View Full Version : Has anyone ever tried...


Foresight
Jun 23, 2004, 11:24 PM
Has anyone ever tried a SG where there are two teams? What I mean is there is 8 people. Divide this into two teams of 4.

You have TEAM 1 as Romans
You have TEAM 2 as Greeks

You start a multiplayer game and TEAM 1 plays their roman empire for say 20 turns. The GREEK team is played by the COMPUTER. You save, then TEAM 2 takes the saved game, they take over where the computer left off for their GREEKS. At this time, the ROMANS 20 turns are being played out by the computer.

You keep going until someone wins by the DEFINED VARIANTS. This adds a computer spark to the game.

Added to this are COMPUTER COMPUTERS and you could find yourself in some odd situations because when you come back, the AI that played your 20 turns could have started a war, changed your build order, etc.

Kiech
Jun 24, 2004, 10:58 AM
Interesting, but how do you pull that off?

Foresight
Jun 24, 2004, 02:38 PM
When you load a saved game in Multiplayer, you can choose who/what plays each player.

grahamiam
Jun 24, 2004, 02:53 PM
have you play tested this?

SesnOfWthr
Jun 24, 2004, 03:41 PM
Sounds interesting, but I could never entrust my empire to the AI for five turns, never mind twenty!

grahamiam
Jun 24, 2004, 03:48 PM
Sounds interesting, but I could never entrust my empire to the AI for five turns, never mind twenty!
i was thinking that too :lol: all your cows would be mined :lol:

but playtesting may reveal something different. it would be weird because the tech/build costs would change each time the game changes from computer to human control? curious if the game would handle that.

microbe
Jun 24, 2004, 03:59 PM
This idea won't fly. It's like playing chess, but each time you or your opponent play 20 turns..

barbslinger
Jun 24, 2004, 04:25 PM
I'd give it a shot if the playtesting works. I have never even thought of multiplayer or even clicking the button to see what the interface looks like.

TimBentley
Jun 24, 2004, 10:15 PM
but playtesting may reveal something different. it would be weird because the tech/build costs would change each time the game changes from computer to human control? curious if the game would handle that.

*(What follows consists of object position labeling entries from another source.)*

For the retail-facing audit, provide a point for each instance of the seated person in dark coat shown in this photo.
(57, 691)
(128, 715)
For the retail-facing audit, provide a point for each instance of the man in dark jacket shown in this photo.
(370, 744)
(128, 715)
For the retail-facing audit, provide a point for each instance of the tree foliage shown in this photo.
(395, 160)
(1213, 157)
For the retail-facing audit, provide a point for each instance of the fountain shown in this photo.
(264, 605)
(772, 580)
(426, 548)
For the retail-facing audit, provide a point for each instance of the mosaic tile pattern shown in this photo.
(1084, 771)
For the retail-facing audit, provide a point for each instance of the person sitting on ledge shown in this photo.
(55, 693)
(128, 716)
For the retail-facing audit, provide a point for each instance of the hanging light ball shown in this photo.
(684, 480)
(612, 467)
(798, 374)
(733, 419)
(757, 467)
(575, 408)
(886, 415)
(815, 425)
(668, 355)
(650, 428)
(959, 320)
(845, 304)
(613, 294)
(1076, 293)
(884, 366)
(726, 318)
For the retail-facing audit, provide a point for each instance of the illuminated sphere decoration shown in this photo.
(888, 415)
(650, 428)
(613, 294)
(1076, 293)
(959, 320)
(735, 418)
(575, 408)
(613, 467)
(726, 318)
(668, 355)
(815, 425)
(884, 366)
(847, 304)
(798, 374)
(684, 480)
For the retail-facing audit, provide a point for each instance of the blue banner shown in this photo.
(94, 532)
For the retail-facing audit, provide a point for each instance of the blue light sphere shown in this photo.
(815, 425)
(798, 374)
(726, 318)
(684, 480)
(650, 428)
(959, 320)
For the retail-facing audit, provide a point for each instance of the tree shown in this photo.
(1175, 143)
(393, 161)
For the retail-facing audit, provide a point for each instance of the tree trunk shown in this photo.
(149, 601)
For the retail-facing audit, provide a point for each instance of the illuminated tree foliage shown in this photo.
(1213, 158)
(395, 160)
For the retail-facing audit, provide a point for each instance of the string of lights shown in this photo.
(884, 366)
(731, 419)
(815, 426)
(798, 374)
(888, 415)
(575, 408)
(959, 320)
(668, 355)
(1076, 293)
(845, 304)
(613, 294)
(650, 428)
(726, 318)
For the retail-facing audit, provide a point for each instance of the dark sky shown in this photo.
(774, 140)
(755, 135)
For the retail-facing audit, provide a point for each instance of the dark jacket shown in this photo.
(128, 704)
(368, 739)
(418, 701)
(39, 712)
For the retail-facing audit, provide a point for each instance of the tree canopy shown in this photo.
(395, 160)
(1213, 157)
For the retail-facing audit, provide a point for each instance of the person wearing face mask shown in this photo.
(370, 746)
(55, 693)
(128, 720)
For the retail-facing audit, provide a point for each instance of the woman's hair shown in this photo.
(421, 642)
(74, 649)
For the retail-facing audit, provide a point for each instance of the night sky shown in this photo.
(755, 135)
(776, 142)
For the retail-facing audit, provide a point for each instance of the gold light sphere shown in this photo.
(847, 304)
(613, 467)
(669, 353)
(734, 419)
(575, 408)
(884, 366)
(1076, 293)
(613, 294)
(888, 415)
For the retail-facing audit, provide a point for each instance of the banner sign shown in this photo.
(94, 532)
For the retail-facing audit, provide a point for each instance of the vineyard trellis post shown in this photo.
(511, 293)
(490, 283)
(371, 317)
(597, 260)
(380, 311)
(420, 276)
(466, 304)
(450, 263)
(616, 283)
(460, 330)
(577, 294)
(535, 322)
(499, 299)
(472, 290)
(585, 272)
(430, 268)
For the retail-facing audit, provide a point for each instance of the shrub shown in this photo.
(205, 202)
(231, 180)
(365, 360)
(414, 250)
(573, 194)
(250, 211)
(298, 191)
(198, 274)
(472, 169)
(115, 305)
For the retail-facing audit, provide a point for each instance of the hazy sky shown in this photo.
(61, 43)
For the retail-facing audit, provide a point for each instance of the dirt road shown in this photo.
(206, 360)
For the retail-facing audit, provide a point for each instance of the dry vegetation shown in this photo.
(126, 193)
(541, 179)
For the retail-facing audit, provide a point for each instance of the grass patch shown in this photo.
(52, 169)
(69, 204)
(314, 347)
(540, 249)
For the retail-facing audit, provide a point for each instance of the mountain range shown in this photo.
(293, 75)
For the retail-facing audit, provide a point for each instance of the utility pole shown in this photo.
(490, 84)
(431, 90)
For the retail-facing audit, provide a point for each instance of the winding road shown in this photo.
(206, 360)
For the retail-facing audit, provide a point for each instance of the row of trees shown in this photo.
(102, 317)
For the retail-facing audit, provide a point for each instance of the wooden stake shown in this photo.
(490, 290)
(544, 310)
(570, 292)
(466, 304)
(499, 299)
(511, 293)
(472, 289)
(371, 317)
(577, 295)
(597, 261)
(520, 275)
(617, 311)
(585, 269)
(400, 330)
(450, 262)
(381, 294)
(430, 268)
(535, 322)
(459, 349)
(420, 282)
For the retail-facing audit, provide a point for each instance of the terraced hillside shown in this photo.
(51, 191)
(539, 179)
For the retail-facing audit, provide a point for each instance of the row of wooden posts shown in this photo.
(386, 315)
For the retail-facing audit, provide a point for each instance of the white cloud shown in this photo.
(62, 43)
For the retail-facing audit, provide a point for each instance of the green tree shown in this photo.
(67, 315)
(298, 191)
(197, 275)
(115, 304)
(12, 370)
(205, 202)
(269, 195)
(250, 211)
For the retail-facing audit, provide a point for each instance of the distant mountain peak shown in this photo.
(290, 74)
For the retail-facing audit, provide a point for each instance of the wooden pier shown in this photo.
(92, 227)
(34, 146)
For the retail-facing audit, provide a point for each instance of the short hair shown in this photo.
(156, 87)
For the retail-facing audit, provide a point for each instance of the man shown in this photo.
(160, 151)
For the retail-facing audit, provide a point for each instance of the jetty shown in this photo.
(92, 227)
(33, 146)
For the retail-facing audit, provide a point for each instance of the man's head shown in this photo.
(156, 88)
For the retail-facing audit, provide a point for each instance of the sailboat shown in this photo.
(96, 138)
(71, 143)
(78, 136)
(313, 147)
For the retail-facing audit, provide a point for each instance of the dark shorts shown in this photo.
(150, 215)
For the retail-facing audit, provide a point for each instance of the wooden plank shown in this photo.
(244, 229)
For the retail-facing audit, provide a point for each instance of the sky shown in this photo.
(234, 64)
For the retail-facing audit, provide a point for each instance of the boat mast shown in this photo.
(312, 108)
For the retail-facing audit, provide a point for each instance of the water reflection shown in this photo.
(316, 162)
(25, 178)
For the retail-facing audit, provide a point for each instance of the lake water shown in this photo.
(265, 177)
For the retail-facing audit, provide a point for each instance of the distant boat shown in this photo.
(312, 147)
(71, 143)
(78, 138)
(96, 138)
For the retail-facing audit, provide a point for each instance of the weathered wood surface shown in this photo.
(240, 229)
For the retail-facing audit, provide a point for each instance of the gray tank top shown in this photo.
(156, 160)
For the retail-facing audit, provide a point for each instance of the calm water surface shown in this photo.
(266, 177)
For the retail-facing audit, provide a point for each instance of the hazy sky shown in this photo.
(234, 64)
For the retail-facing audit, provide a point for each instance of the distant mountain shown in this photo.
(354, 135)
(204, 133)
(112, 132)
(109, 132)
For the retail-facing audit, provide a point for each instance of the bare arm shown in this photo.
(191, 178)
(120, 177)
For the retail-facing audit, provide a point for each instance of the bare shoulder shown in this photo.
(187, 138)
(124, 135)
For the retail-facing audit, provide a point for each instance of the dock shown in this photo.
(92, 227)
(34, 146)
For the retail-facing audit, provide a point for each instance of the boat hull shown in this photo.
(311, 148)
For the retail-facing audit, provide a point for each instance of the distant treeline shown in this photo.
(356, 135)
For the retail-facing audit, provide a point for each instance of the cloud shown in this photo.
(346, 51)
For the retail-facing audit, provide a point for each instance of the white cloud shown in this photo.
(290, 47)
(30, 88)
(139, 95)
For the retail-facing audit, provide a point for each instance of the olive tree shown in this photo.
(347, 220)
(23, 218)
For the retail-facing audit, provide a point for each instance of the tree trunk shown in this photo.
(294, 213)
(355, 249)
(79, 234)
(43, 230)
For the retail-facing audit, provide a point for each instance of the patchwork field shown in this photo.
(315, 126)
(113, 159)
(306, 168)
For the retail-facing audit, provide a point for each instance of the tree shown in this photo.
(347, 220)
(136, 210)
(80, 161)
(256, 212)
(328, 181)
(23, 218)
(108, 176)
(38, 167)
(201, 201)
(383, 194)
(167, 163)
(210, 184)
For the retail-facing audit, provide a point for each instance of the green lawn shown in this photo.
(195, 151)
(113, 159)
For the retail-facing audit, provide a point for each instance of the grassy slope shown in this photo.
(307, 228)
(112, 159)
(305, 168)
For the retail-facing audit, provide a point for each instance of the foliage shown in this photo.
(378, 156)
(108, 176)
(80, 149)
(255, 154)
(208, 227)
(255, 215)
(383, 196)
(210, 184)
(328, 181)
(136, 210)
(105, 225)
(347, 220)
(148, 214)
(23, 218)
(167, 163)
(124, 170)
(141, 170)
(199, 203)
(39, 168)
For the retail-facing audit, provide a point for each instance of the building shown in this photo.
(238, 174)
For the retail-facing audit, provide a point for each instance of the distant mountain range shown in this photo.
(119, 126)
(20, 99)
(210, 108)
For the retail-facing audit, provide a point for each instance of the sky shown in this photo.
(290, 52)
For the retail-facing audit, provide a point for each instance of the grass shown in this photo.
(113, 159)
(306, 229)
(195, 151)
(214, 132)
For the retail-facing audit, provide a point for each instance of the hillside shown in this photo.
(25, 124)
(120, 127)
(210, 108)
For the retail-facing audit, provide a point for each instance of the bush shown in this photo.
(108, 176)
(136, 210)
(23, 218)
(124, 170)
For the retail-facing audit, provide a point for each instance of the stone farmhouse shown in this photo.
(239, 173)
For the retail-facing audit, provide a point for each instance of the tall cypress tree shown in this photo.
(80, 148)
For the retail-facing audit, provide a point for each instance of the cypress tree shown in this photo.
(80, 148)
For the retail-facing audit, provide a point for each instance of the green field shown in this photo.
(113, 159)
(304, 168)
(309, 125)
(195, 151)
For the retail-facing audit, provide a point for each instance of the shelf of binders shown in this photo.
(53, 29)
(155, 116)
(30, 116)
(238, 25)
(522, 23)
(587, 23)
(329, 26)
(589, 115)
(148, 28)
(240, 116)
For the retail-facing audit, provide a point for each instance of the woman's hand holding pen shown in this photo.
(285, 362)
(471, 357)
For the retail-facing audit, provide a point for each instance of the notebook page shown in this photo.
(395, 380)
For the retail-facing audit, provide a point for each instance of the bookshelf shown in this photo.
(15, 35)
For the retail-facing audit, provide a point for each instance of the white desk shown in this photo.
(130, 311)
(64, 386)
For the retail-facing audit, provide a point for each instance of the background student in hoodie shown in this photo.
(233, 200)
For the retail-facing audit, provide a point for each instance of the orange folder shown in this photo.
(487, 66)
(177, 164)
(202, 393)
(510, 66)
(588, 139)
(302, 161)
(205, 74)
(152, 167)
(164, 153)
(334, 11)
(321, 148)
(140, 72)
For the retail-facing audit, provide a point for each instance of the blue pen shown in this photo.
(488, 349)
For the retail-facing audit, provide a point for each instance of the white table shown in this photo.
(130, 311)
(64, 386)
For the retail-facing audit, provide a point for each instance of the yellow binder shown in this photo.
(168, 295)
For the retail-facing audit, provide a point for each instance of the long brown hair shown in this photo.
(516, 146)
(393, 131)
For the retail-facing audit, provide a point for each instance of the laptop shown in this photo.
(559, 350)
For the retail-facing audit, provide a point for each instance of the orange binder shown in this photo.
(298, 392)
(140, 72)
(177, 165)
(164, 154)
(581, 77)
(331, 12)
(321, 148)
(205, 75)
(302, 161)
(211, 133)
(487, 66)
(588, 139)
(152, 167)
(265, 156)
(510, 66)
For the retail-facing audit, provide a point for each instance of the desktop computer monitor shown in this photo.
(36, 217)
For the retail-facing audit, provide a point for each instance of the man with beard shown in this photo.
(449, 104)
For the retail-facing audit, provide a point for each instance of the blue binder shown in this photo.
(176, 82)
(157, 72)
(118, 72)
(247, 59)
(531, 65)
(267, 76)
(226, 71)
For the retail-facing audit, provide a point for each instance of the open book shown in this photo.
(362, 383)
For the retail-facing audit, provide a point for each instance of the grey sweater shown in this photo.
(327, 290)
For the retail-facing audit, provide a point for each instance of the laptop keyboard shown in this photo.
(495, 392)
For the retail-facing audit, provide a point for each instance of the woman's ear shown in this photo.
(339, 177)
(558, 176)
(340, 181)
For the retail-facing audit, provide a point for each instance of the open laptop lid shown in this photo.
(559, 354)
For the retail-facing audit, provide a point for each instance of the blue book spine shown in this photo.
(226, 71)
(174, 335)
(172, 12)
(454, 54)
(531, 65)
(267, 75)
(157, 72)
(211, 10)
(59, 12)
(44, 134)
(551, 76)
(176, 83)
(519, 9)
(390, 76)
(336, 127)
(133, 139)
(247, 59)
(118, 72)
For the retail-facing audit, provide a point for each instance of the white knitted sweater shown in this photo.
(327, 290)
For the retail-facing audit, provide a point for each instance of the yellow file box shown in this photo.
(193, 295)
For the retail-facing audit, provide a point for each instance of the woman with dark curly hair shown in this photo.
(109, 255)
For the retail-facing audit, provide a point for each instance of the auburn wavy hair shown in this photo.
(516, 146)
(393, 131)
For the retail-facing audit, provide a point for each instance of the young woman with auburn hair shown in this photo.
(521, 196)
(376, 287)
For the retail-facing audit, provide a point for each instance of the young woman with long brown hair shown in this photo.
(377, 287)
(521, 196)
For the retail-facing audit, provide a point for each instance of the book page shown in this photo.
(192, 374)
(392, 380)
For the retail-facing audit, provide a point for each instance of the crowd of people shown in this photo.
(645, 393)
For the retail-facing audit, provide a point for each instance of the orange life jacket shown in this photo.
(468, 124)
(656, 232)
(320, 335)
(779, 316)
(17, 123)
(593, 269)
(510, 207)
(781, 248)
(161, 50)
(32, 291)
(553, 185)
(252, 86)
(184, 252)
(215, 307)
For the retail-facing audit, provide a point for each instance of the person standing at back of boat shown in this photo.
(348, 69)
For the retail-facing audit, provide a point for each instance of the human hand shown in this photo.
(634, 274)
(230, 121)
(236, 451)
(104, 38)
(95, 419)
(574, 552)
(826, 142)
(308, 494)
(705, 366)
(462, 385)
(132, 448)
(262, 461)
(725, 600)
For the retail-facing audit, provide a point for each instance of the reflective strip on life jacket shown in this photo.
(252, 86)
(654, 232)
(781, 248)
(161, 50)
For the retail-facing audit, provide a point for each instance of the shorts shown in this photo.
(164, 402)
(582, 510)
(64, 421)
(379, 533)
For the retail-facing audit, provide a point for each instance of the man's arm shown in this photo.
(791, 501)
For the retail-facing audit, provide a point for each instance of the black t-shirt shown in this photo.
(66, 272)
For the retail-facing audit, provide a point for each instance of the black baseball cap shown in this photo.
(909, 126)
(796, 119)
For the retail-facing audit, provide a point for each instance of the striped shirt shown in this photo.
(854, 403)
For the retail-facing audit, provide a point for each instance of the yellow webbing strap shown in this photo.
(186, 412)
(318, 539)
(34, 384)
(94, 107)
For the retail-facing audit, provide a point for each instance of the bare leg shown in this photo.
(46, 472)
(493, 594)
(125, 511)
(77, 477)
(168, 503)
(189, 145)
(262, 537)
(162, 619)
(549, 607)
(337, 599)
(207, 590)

If this caused a problem, playing at regent level might solve it.

Foresight
Jun 24, 2004, 10:17 PM
If you guys all want to try it out we can.

EDIT: One problem would be, if you play at a higher level, one civilization will start out with more settlers than the other. So, you would either have to mod the map or go at a low difficulty level.

OR you could play this with only one team and put the computer in the rotation for your own team. Have a civilization start on a one block tundra island in the middle of the ocean and for the 20 turns the Computer does, you just skip ahead.

grahamiam
Jun 24, 2004, 11:46 PM
EDIT: One problem would be, if you play at a higher level, one civilization will start out with more settlers than the other. So, you would either have to mod the map or go at a low difficulty level.

that's easy, just edit the civ bonuses to 1 settler for all civ's for the start. AI still get tech/build cost reductions though since those bonuses are across the board based of difficulty.

Gogf
Jun 25, 2004, 04:33 PM
What would be interesting is if this was played on Sid or Deity. Therefore you would get the AI production bonus for the twenty turns that the AI mismanages your empire. Would be an interesting concept.